Many. Right now, however, I’m working on a collection of pantoums. I started to be drawn toward them early on in the pandemic. Due to the form’s repetition, they became a way for me to sit with what frightens me most as well as to rediscover even the most seemingly mundane aspects of life. They allow me to hold images and experiences almost within the palms on my hands, to roll them around, to see them from many angles, to contemplate what everything means. Of course, I almost always discover more questions, not answers, and I find comfort in this.
What does literary success look like to you?
For me, literary success is having a lifestyle that both allows me the time to write as well as to give back to other writers, such as my undergraduate students, the authors we publish at Tolsun Books, the diverse voices my Nevada community champions through workshops and open mics, and/or the authors whose small-press books I review to help spread awareness about their important work.
What’s the best way to market your books?
There are so many factors.
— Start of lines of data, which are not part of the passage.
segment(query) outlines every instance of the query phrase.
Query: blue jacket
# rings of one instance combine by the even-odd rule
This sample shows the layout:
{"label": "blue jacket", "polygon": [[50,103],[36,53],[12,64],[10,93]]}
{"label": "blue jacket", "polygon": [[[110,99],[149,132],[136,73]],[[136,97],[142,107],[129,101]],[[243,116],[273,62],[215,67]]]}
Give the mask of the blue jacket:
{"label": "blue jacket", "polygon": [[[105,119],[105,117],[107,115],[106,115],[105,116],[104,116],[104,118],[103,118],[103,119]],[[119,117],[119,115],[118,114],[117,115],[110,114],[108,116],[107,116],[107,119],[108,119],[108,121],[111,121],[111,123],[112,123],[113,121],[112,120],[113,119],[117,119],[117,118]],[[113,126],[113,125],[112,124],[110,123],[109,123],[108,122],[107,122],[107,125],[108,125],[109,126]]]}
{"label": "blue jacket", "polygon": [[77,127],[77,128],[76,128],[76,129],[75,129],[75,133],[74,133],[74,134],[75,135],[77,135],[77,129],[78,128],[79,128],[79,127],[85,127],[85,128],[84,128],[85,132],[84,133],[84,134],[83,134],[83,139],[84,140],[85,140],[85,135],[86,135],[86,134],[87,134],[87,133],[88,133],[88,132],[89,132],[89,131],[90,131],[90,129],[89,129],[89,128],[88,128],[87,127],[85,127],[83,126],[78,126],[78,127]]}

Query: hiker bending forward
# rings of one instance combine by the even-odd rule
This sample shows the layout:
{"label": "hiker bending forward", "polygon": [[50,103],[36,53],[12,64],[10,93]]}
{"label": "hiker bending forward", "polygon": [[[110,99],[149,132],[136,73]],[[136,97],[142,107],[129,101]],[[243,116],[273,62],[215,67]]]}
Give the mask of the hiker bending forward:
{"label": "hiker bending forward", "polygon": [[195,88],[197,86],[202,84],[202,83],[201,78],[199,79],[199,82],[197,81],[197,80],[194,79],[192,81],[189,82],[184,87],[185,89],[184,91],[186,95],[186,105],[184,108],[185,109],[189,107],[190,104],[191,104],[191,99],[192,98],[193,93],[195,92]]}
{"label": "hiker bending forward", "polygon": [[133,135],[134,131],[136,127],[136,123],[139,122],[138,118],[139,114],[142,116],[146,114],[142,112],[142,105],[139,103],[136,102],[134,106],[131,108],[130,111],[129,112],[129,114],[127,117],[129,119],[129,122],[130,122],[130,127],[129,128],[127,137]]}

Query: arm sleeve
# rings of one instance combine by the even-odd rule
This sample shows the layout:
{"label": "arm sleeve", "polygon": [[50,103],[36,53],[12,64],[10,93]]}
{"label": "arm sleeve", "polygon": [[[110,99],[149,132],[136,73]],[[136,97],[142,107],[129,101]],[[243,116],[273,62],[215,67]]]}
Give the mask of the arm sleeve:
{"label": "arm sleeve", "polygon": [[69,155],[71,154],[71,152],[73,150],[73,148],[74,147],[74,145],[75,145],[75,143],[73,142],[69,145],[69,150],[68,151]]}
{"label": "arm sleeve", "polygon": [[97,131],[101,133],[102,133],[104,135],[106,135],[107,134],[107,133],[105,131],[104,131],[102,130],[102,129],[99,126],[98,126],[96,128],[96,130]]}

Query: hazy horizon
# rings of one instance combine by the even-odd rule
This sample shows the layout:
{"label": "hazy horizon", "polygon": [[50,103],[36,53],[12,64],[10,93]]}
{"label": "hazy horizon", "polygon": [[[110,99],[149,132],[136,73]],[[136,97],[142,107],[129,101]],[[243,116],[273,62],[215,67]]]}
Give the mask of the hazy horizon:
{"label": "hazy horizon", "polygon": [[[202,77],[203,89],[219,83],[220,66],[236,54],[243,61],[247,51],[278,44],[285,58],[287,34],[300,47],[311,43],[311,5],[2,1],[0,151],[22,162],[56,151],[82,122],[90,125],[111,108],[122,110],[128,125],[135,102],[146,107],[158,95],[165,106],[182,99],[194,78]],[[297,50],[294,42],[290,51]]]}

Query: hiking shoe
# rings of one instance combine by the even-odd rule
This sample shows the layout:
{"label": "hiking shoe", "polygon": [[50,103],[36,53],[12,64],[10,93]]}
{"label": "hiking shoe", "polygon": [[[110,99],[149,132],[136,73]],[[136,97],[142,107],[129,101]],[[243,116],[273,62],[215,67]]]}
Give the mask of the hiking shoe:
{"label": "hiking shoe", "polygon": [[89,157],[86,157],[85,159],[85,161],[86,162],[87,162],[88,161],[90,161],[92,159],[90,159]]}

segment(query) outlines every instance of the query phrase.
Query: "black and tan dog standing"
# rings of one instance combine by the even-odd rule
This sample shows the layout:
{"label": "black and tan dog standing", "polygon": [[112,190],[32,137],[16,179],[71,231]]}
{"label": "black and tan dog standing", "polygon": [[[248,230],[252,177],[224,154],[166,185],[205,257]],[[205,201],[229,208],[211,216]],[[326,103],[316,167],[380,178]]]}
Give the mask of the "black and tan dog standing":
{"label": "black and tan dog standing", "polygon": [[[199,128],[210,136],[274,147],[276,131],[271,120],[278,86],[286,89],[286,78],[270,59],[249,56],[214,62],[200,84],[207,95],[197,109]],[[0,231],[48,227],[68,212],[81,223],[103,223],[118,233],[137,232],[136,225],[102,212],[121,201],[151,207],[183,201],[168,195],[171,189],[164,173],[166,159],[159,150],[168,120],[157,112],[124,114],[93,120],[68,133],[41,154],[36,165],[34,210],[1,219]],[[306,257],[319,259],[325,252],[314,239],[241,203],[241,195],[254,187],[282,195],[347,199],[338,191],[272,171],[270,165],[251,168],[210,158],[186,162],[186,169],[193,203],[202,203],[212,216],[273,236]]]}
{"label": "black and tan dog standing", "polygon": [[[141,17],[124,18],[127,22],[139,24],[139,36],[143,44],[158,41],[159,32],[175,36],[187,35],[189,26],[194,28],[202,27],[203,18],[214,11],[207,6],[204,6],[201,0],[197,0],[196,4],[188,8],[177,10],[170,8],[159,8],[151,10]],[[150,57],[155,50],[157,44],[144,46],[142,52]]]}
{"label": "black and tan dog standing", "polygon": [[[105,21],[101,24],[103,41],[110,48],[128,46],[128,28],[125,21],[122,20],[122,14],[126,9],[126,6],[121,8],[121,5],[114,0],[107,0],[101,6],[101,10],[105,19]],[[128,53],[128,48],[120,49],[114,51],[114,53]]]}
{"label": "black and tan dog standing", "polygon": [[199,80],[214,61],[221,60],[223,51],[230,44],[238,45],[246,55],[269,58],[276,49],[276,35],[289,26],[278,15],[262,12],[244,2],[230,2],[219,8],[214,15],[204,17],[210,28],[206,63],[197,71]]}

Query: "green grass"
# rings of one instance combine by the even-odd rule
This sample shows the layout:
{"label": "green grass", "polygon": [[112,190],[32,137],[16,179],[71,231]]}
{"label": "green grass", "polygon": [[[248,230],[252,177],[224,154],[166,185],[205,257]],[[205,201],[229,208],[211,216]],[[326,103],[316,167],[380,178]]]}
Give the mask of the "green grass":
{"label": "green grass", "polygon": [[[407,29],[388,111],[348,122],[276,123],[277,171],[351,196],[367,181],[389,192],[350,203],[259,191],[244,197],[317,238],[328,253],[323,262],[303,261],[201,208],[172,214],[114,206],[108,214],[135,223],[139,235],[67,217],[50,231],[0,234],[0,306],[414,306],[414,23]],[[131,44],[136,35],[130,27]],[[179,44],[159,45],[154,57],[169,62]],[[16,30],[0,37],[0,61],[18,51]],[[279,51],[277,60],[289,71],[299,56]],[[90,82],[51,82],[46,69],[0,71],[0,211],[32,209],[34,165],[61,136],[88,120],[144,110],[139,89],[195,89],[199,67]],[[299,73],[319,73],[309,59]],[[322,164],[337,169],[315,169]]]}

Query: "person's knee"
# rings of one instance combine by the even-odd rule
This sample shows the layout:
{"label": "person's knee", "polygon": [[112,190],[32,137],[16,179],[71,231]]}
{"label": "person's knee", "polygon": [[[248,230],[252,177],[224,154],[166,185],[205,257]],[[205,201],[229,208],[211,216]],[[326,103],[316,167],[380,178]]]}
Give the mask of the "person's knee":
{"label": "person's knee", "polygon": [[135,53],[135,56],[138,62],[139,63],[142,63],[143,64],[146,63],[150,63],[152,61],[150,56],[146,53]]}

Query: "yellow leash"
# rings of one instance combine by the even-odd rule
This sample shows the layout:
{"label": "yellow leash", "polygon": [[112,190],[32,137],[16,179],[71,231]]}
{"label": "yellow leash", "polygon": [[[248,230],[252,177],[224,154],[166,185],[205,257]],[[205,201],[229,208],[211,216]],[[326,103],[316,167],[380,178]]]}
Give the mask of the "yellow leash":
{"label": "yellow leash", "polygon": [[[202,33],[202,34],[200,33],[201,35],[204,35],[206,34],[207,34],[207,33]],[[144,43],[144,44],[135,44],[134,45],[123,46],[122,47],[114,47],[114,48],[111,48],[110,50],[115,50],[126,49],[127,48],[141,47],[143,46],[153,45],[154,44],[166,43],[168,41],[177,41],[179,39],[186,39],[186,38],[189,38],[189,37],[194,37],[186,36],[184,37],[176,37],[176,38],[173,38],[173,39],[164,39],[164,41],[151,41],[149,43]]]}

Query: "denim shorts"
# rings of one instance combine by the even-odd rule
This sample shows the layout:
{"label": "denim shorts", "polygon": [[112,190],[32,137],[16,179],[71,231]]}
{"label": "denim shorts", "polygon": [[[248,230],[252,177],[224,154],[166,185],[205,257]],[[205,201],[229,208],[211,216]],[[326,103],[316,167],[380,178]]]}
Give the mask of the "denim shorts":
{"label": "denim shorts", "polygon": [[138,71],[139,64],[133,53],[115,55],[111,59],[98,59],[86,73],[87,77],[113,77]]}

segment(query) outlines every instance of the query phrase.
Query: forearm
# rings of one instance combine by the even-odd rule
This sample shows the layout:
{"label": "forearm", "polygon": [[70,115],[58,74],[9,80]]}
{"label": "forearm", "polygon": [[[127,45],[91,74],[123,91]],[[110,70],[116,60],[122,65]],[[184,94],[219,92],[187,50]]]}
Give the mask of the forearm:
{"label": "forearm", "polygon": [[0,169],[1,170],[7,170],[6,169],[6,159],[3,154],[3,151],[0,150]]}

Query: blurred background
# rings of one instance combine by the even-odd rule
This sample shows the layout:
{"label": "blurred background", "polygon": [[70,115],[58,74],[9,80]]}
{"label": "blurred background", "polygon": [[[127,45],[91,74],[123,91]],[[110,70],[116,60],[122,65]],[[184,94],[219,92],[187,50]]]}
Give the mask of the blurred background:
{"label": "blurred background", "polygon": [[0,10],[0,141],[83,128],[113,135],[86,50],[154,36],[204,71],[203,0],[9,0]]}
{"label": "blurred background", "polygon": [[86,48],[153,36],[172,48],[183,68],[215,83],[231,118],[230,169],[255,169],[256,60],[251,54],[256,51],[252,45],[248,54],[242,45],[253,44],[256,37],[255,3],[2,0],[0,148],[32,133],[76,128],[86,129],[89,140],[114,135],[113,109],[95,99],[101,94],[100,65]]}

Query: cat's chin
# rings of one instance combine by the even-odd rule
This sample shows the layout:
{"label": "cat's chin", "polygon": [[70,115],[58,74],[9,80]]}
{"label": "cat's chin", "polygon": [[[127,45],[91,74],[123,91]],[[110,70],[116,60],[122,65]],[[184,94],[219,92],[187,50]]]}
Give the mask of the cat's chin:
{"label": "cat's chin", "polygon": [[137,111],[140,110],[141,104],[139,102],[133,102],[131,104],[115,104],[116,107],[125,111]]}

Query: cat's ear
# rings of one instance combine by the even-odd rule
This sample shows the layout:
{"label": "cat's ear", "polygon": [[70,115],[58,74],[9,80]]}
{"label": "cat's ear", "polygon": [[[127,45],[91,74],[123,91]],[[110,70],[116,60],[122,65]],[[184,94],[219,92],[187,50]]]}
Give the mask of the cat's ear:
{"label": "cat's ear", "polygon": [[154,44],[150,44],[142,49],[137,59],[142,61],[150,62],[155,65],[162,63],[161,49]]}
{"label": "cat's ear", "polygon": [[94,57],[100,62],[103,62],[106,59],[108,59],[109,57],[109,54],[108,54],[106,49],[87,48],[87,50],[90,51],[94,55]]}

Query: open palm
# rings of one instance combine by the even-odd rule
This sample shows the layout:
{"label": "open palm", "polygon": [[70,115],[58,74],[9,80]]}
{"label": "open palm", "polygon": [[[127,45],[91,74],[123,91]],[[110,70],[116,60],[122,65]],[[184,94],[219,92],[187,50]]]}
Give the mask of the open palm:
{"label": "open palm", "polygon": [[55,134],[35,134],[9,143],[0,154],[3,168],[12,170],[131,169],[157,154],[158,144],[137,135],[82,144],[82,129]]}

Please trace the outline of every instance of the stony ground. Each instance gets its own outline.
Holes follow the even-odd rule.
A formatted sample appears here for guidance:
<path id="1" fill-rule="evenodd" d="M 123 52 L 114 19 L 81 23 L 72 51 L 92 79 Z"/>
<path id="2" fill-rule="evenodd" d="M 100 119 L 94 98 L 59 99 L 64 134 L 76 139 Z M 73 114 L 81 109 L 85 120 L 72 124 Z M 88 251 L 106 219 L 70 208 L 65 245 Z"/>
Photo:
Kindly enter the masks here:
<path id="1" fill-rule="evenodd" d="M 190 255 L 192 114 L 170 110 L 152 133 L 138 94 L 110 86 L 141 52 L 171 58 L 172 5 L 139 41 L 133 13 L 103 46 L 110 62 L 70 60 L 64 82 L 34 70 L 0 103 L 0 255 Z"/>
I think finding a publisher that believes in your work and will champion your book is invaluable; astute line edits, a stunning cover design, professional press releases, a timeline that accounts for review copies, and an active relationship with distributors can be deeply important. This said, authors also must work to market their books by sharing the news with their communities, encouraging presales, being available for interviews, reading at events, and more.
This may be less about marketing one’s book, but especially because I have mentioned the importance of making time for oneself, I should share this, too: I hope all writers might consider taking on some form of literary stewardship, whether that be editing poetry journals, hosting open mics, leading community storytelling workshops, reviewing small press books, etc. There’s so much that writers can learn from one another. Moreover, I believe in the importance of writing communities and of giving back. On that note, I’d like to express deep gratitude for S.R. and everyone at Unsolicited Press; you folx are exceptional.
What did you edit out of this book?
There is so much that I edited out of this book. I revised this collection countless times. One poem I removed was a sonnet. Between the rhyme scheme and the iambic pentameter, that metrical foot which mirrors our heartbeats, the form felt too neat and tidy, too perfectly controlled, for a collection that explores, in part, the complexity and unpredictability of grief.
If you didn’t write, what would you do for work?
I’m a Lecturer with Nevada State College. I teach classes such as College Success, Creative Writing, and more. This said, if I didn’t write, I’d probably play my saxophone more often; I miss playing out with bands, but there are only so many hours in a day. I’ve also been a barista, a communications and development coordinator for a nature center, a Certified Veterinary Technician, etc.